Прохоров начал утреннюю зарядку с легких дыхательных упражнений, затратил на это минут пять-шесть, потом выполнил ровно восемь статических упражнений, рассчитанных на длительное напряжение, от которых на его сухих руках и ногах набухли продолговатые, твердые, как мрамор, мускулы.
Затем началось самое важное и со стороны жутковатое. Секунду-другую капитан Прохоров стоял неподвижно, с постным лицом, потом неожиданно утробно хэкнул, оскалил зубы и так стремительно упал на траву голой спиной, словно ему перебили ноги, но одновременно с этим он сделал руками такое движение, точно в них находилось тяжелое, извивающееся тело другого человека; едва успев прикоснуться спиной к земле, Прохоров пружиной распрямился, повертываясь в воздухе лицом к земле, бросился на нее грудью и прилег, замер, как бы придавив намертво того воображаемого человека, который секундой раньше извивался в его руках.

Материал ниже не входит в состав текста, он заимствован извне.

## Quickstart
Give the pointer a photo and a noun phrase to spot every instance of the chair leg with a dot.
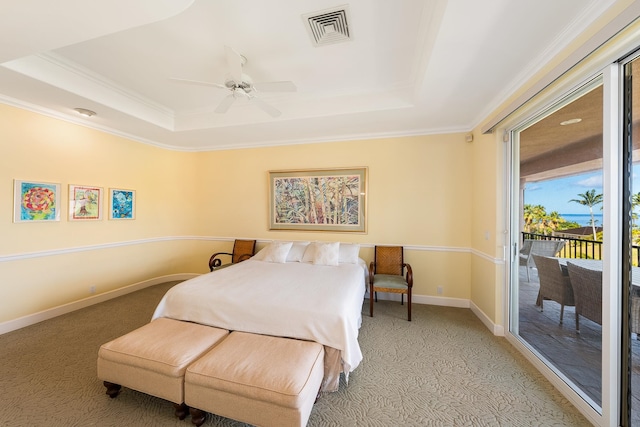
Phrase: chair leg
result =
(371, 294)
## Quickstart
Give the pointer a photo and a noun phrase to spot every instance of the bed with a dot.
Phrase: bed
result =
(309, 291)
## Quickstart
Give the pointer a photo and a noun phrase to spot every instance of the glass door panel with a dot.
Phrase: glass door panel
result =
(560, 226)
(631, 282)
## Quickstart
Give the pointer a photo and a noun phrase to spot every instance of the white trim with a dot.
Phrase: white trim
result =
(75, 249)
(34, 318)
(612, 202)
(494, 328)
(615, 26)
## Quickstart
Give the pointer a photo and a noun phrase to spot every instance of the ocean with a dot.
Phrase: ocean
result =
(584, 219)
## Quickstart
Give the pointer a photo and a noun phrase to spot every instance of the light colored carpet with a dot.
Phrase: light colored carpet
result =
(442, 369)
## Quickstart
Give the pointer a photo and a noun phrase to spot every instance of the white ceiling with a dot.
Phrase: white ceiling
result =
(410, 67)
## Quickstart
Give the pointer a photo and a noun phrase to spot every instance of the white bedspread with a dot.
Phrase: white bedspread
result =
(296, 300)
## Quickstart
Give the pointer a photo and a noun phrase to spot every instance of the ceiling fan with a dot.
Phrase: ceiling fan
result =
(240, 85)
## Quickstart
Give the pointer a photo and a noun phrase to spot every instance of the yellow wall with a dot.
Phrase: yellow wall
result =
(191, 204)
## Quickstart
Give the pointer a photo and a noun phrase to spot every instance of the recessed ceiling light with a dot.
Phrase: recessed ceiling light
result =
(84, 112)
(570, 122)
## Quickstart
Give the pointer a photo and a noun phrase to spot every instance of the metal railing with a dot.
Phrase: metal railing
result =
(579, 248)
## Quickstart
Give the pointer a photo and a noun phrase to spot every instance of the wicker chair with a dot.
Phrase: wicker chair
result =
(587, 289)
(242, 250)
(554, 285)
(386, 274)
(538, 247)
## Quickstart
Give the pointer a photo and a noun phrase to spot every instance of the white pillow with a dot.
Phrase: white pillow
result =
(277, 252)
(297, 251)
(349, 253)
(273, 252)
(326, 253)
(309, 252)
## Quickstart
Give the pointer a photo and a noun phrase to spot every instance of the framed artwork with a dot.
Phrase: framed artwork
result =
(318, 200)
(35, 201)
(122, 204)
(85, 203)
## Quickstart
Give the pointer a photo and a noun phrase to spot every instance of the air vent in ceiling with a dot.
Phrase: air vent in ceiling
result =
(328, 26)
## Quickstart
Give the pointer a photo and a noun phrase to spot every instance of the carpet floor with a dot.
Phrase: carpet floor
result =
(442, 369)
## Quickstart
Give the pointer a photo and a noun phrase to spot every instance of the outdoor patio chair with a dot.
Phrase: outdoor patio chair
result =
(554, 285)
(242, 250)
(587, 290)
(532, 247)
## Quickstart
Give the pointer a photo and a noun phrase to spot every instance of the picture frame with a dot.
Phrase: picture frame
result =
(85, 203)
(36, 201)
(318, 200)
(122, 204)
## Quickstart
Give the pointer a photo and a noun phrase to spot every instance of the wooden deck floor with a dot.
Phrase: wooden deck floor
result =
(576, 356)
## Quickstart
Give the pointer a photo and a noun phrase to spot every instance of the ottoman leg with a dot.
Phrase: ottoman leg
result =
(197, 416)
(181, 410)
(112, 389)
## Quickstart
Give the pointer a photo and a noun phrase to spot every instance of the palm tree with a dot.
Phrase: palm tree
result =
(533, 216)
(590, 199)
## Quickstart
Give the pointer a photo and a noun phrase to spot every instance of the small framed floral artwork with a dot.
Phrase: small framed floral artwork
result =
(36, 201)
(122, 204)
(85, 203)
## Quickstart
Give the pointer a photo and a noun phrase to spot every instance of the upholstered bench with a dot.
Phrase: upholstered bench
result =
(256, 379)
(153, 359)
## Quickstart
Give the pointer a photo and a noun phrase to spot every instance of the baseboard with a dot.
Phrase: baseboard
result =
(32, 319)
(495, 329)
(448, 302)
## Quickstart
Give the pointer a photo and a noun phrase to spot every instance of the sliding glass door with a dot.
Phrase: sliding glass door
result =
(558, 158)
(575, 221)
(631, 245)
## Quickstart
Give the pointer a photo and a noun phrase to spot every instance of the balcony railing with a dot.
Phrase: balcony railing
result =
(579, 248)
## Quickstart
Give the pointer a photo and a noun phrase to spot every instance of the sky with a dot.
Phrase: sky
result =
(555, 194)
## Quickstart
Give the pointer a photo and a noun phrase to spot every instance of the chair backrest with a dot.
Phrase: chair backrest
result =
(553, 283)
(526, 246)
(546, 247)
(587, 288)
(243, 249)
(389, 260)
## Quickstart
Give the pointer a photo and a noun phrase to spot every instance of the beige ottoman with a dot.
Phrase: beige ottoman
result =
(153, 359)
(256, 379)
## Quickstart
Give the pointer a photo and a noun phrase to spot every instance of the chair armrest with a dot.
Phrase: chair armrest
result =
(244, 257)
(372, 271)
(409, 276)
(215, 262)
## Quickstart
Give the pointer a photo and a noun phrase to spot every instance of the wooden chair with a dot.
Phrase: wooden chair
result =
(554, 285)
(242, 250)
(538, 247)
(386, 274)
(587, 289)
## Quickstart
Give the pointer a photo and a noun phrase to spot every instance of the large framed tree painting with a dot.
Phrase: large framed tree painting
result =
(318, 200)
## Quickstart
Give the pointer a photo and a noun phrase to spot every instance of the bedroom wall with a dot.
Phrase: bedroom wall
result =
(192, 204)
(47, 264)
(419, 196)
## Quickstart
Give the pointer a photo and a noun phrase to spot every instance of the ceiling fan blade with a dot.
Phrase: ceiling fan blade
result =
(267, 108)
(198, 82)
(234, 61)
(284, 86)
(225, 103)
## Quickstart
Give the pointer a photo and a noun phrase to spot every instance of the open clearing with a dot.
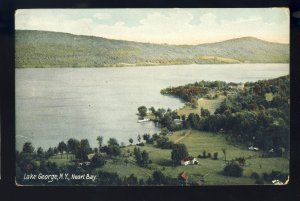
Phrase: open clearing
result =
(210, 104)
(196, 143)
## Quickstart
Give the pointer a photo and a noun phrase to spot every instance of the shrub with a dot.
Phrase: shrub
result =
(140, 144)
(259, 181)
(254, 175)
(204, 154)
(209, 155)
(233, 169)
(215, 156)
(240, 160)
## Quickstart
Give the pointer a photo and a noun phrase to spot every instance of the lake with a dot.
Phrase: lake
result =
(55, 104)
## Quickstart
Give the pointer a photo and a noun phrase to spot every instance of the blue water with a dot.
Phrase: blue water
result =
(55, 104)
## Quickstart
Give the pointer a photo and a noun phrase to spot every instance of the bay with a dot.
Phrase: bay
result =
(55, 104)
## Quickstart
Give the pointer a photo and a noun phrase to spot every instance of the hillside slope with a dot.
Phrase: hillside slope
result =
(53, 49)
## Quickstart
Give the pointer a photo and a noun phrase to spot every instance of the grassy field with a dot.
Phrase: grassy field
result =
(208, 169)
(196, 142)
(61, 160)
(210, 104)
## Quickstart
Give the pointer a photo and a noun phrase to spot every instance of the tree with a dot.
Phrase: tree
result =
(146, 137)
(40, 152)
(152, 110)
(164, 131)
(73, 146)
(49, 152)
(233, 169)
(113, 147)
(204, 112)
(131, 141)
(28, 148)
(179, 152)
(97, 161)
(141, 157)
(84, 149)
(224, 152)
(142, 111)
(158, 178)
(100, 141)
(62, 147)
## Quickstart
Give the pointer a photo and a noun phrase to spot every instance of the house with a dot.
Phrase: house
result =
(177, 121)
(252, 148)
(189, 161)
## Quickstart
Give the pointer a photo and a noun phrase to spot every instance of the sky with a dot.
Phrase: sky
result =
(163, 26)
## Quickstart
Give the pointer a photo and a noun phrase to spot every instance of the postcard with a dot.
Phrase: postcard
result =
(152, 97)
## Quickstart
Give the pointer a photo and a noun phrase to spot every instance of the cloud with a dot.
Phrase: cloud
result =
(174, 26)
(102, 16)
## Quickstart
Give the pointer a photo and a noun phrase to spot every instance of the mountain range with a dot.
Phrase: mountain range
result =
(55, 49)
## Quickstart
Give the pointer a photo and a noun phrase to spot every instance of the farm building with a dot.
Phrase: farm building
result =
(189, 161)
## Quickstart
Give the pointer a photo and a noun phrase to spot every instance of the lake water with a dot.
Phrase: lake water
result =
(55, 104)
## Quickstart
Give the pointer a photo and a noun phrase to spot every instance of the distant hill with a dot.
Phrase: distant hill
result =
(54, 49)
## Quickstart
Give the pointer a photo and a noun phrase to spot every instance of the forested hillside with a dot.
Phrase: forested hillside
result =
(253, 113)
(53, 49)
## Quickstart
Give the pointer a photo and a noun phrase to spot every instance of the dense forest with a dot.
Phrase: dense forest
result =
(253, 113)
(53, 49)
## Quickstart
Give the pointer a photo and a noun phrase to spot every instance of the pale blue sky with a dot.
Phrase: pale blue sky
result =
(173, 26)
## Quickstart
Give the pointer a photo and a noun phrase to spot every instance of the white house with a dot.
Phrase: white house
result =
(189, 161)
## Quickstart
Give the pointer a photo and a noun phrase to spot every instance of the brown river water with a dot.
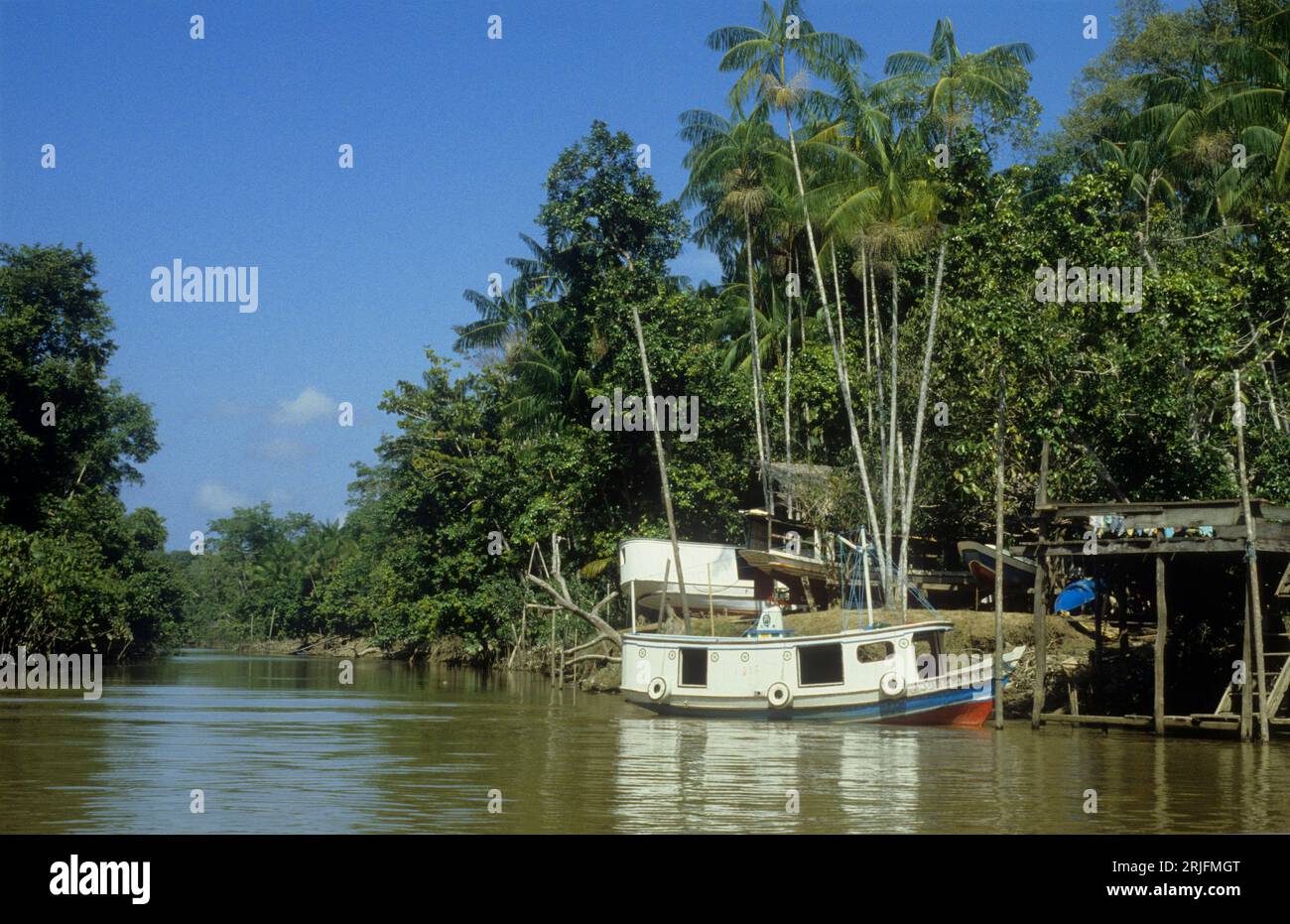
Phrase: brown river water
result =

– Хэк! – еще раз выдохнул Прохоров.
Он легко, но лениво встал на ноги, сделав опять постное, скучающее лицо, начал искоса поглядывать в ту точку утреннего неба, где могла находиться занесенная для ножевого удара рука невидимого противника. Определив ее место, Прохоров понемножечку сгибался, втягивал голову в плечи, глаза у него бледнели, обесцвечивались, словно из них выкачивали темную жидкость. С рукой, висящей в воздухе, видимо, что-то происходило, и он глядел на нее пустыми, ничего не выражающими глазами; затем бесшумно, как бы взлетев, ринулся вверх, повис на мгновение над землей, весь, скорчившись, ухватившись обеими руками за невидимую руку, начал падать на бок, но не упал, а, наоборот, выпрямился, согнул левую ногу в колене и так держал ее, словно наступал воображаемому противнику на грудь.
Хэк!
После этого Прохоров остановился, сам себе галантно улыбнулся, хотел погрозить удивленной сороке пальцем, но не успел – что-то случилось, и он с размаху упал на землю, в мгновение ока перекатился вправо, и отчего-то почудилось, что над его головой просвистела пуля.
– Фью! – на самом деле свистнул Прохоров.
Отдохнув немного, он широко расставил ноги, сделал руками такое движение, как будто поправлял на себе широкий тугой пояс, затем, выставив обе руки вперед, ласково, но крепко обнял невидимого противника и начал, пританцовывая, двигаться по замкнутому кругу. Он то отступал назад, то, делая ногой забавное антраше, двигался вперед, как в смешной нанайской борьбе, то цеплялся ногами за землю, не давая себя увлечь вперед; глядел при этом Прохоров на ноги воображаемого противника, все ждал чего-то, бестолково топчась, и… внезапно ударил ногой ногу невидимого и стал падать вместе с тем, кого держал в руках.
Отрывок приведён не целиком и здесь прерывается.